Bathtub music and drums played on the surface
of Davy Jones's mirror: the ceramic holds
the sea, the sea, and all within it: ***** me.
Scrubbed you off my skin again for
the umpteenth night in a row. Row
row row our boat away from the constant,
constant rows. Stormy arguments and
weathered mistrust. You'll break me,
won't you? I'll break you, won't I? Won't you
come drown with me Ariel? Won't you
come up with me to the kitchen and lock up
the door then lock up the oven then lock up
ourselves in carbon-monoxide poetry?
But then how does cooking gas end up as sass
in a library? How did sustenance turn into
asphyxiation? Why are our hands on
each other's throats instead of being binded
by the absoluteness, the certainty, the assuredness
of palms within palms and fingers interlocked
and question marks dispelled.
Splash! as way in and over my head
is the bathtub music
and my absorbent curls are
drinking, drinking, drinking, thinking
about the why you only call me when
you're drinking, drinking, drinking; thinking
about the way I cannot suppress you when
the cellphone has long gone quiet and
your Hughes of blue are still loud but
your red is dead.
Ariel, Ariel,
I want to be your dark-haired prince.
Ariel, Ariel,
my country is landlocked but I still see you in the sink.
Ariel, Ariel,
gurgling away as the bathtub music fades
into ugly brown rings around the ceramic
pause button
that shows no hope of continuation
Ariel, Ariel, you are the final splash!
as the false sea drifts away, the final splash!
that scatters bathtub music past the drain
and into the air.

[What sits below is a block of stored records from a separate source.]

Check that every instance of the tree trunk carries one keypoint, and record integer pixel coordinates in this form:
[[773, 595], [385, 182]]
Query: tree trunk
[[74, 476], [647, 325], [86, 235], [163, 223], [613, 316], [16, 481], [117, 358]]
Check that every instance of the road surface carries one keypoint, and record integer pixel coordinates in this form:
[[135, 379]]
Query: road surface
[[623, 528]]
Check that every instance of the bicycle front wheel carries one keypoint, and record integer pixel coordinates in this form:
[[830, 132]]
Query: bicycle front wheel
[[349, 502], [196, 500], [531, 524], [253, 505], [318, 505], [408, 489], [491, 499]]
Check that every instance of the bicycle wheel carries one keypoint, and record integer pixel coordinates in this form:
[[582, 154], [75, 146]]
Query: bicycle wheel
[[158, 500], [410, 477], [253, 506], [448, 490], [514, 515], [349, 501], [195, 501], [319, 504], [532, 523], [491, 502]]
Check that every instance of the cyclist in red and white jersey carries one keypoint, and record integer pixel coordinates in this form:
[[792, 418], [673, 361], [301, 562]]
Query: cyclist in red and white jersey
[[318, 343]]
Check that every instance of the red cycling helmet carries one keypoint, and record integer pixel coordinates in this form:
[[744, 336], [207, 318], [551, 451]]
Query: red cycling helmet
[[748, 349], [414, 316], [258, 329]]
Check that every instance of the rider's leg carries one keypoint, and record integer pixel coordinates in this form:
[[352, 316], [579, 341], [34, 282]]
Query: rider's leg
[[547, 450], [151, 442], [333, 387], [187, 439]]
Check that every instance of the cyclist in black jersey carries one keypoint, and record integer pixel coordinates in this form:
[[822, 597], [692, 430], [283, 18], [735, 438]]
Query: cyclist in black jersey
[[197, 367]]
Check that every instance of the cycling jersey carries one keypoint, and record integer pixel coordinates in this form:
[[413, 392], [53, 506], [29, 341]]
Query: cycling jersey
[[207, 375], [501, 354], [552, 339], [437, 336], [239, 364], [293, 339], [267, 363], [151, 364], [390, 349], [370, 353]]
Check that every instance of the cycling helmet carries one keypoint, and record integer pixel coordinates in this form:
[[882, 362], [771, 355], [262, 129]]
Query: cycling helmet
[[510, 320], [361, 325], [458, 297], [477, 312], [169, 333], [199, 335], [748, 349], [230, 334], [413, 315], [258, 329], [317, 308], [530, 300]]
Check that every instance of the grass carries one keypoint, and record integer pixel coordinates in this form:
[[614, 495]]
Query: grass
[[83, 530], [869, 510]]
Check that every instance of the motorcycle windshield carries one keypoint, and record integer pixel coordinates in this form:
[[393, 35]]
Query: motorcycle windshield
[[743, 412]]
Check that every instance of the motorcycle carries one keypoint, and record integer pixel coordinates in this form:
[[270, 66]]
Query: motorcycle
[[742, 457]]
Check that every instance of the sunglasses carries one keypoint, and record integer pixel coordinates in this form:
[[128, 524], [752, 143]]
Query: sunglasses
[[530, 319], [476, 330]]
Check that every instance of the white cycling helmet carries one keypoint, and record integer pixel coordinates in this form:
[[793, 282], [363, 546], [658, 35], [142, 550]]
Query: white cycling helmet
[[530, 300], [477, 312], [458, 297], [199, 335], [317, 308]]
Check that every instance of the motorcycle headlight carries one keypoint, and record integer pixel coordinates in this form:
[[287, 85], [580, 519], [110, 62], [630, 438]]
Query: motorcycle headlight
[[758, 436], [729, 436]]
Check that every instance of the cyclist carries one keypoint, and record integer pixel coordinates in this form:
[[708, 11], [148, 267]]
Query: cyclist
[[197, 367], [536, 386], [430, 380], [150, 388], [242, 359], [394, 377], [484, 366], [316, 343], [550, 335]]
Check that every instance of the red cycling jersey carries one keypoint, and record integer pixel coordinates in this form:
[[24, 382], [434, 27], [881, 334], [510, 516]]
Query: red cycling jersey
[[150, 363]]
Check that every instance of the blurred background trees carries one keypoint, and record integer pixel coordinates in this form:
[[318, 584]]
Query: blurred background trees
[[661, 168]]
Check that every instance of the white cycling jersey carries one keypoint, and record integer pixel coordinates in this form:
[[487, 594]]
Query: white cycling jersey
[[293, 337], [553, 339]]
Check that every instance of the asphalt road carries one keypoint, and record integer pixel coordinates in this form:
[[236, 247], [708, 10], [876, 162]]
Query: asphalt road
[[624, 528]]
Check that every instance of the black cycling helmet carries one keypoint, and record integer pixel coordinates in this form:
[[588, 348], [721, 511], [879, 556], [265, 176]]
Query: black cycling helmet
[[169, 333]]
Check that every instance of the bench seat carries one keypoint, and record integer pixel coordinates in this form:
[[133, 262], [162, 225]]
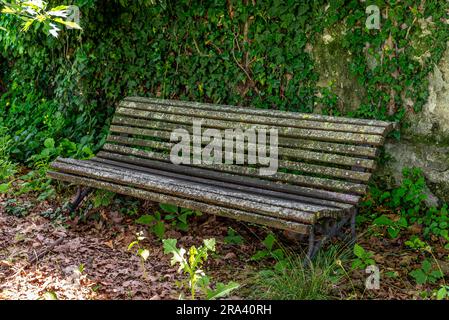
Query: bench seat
[[325, 163]]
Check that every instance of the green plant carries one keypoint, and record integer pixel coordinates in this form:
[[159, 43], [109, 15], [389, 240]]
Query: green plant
[[299, 281], [7, 168], [393, 227], [154, 222], [417, 244], [192, 267], [102, 198], [427, 273], [16, 208], [36, 12], [363, 258], [436, 222], [176, 216], [270, 252], [233, 237], [442, 293], [141, 252]]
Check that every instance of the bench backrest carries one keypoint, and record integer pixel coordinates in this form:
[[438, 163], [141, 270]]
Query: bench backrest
[[329, 158]]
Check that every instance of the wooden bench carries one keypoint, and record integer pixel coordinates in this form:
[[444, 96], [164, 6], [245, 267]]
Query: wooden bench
[[324, 165]]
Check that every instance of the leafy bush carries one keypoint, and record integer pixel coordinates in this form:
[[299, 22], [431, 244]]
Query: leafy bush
[[192, 267], [222, 52]]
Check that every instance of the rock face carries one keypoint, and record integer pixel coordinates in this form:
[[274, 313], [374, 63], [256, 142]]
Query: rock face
[[332, 63], [425, 143], [432, 159], [433, 121]]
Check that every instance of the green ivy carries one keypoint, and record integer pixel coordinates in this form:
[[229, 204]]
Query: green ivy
[[231, 52]]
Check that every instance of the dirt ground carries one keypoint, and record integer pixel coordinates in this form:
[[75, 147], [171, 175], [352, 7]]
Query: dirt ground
[[42, 257]]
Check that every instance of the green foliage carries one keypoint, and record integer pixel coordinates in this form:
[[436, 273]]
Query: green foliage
[[141, 252], [393, 227], [192, 267], [176, 216], [233, 53], [363, 258], [35, 13], [270, 252], [16, 208], [7, 168], [443, 293], [233, 237], [427, 273], [103, 198], [407, 202]]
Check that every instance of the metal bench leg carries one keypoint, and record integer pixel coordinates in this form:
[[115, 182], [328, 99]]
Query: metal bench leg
[[353, 232], [81, 193]]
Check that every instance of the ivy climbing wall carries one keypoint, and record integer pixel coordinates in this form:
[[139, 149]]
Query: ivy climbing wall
[[314, 56]]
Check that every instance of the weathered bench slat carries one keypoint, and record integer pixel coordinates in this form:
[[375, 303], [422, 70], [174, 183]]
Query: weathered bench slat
[[334, 185], [323, 164], [217, 196], [201, 187], [315, 196], [267, 113], [190, 204], [303, 154], [255, 119], [357, 138], [164, 169], [164, 131]]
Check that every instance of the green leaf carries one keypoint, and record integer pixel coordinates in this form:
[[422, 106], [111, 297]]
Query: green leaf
[[4, 187], [27, 25], [209, 244], [8, 10], [168, 208], [419, 276], [269, 241], [144, 253], [222, 290], [178, 254], [70, 24], [49, 143], [393, 232], [426, 266], [442, 293], [359, 251], [50, 295], [132, 244], [159, 229], [259, 255], [383, 221]]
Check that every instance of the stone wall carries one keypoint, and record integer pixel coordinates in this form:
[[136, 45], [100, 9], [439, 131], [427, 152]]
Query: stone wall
[[424, 139]]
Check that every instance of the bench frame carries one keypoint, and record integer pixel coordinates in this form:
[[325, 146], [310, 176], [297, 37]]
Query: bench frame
[[351, 144]]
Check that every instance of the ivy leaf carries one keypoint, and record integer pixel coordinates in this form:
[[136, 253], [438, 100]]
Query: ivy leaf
[[168, 208], [419, 276], [70, 24], [222, 290], [159, 229], [178, 254], [4, 187], [359, 251], [383, 221], [146, 219], [269, 241], [209, 244], [144, 253]]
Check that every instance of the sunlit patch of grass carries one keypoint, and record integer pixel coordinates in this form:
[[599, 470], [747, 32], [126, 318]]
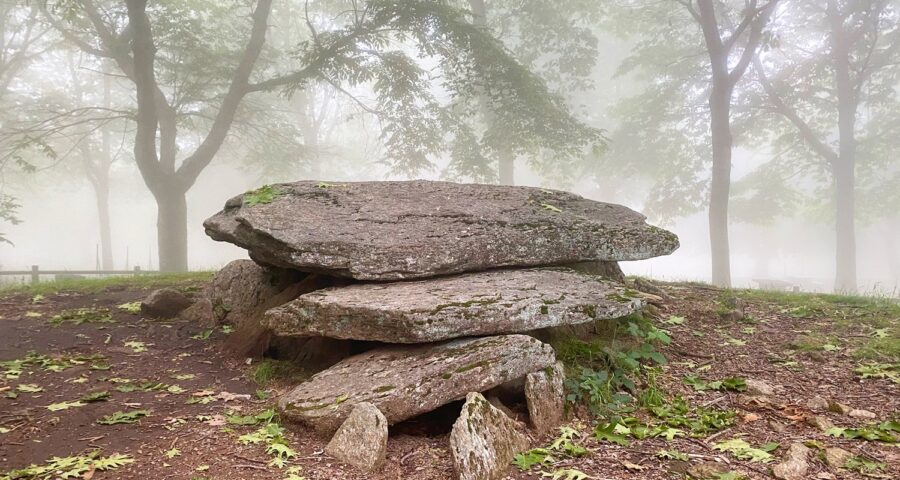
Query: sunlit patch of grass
[[887, 348], [843, 315], [186, 281]]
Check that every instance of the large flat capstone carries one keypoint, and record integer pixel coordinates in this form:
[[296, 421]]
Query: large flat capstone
[[405, 381], [472, 304], [416, 229]]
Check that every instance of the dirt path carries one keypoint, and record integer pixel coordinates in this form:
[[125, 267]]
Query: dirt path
[[201, 415]]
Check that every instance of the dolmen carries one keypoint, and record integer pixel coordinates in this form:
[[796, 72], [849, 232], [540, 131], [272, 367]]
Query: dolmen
[[446, 283]]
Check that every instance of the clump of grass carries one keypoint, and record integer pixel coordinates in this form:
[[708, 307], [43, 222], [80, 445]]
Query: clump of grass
[[269, 370]]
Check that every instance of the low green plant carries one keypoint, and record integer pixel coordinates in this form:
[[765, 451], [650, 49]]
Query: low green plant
[[601, 374], [698, 421], [744, 451], [889, 371], [272, 436], [123, 417], [864, 466], [730, 384], [133, 308], [80, 316], [13, 369], [262, 195], [69, 467]]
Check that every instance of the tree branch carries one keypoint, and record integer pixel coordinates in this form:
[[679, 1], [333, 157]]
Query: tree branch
[[192, 166], [789, 113]]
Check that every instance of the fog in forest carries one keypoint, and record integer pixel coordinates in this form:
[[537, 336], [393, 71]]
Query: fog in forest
[[775, 124]]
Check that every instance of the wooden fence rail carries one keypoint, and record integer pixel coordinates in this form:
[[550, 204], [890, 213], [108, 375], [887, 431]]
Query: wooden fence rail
[[36, 272]]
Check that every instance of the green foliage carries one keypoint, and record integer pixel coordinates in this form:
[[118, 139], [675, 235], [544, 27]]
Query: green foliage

Ariel, Ariel,
you are the false rain
that my landlocked country never prayed for.
Ariel, Ariel, toneless, begotten and forgotten
Ariel, Ariel. I cannot sing for you. I cannot.
You will not sing for me. You will not.
The final splash! past the drain and into the air
is you Ariel. The false rain.
The rain song of our endless games.
See 'Ariel' by Sylvia Plath and 'Birthday Letters' by Ted Hughes.